Going back to his mount, he returned with his canteen. Taking out his kerchief, he washed most of the blood away and then bound it up tightly. 'That's the best I can do until I can get you to a doctor,' he said tautly, offering the canteen.
Tilting it to his lips, Everley took a long swallow, then handed the canteen back. Letting his breath go in a long sigh, he grasped Frank's arm. 'Why in God's name would those killers take Anne?'
Frank shrugged. 'They might try to hold her to ransom if you've got plenty o' money. Or for some reason they've got a grudge against you. You got any idea who did this?'
Everley shook his head, grimacing as pain jarred through his leg. 'I never saw any of 'em in my life. There were four of 'em. Just came ridin' from the hills back there.'
'You mean you saw their faces?'
'I saw them all right. I'd recognize 'em all if I ever saw 'em again. And if they've got Anne, I'll....'
His voice trailed away into silence, leaving the threat hanging in the air.

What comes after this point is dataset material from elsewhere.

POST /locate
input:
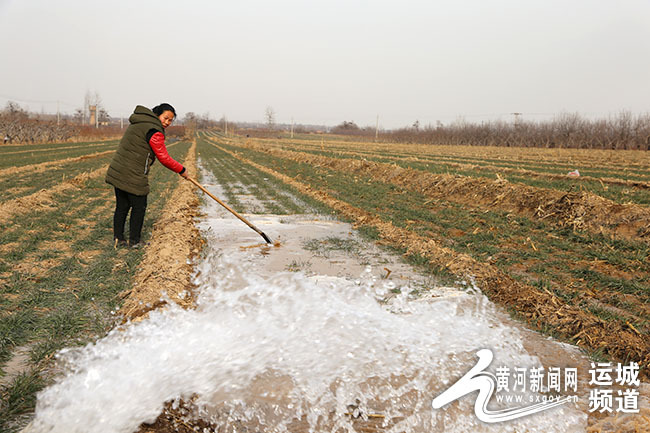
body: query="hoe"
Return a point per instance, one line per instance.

Getting to his feet, Frank stared intently into the distance. There was nothing but white alkali blazing beneath the scorching heat of the sun. It was not going to be easy taking Everley to the nearest town and —
He jerked his head round swiftly as a sudden sound reached him from somewhere close by. Everley had heard it too. Sucking in a deep breath, he tried to pull himself upright.
'Just lie there,' Frank said harshly. 'I'll check this out.'
Moving cautiously around the overturned stage, he threw a swift glance all around him. Some three feet from the edge of the trail, the ground fell away in a steep slope covered with dense mesquite. Going forward warily, he looked down and immediately picked out the prone figure lying at the bottom of the slope.
Digging his spurs deeply into the treacherous, shifting alkali, he slid down in a miniature avalanche of small rocks and dust, and reached the girl a few seconds later. She had pushed herself up into a sitting position. There was a nasty bruise on the side of her head, just above her right eye, but apart from that she seemed unhurt.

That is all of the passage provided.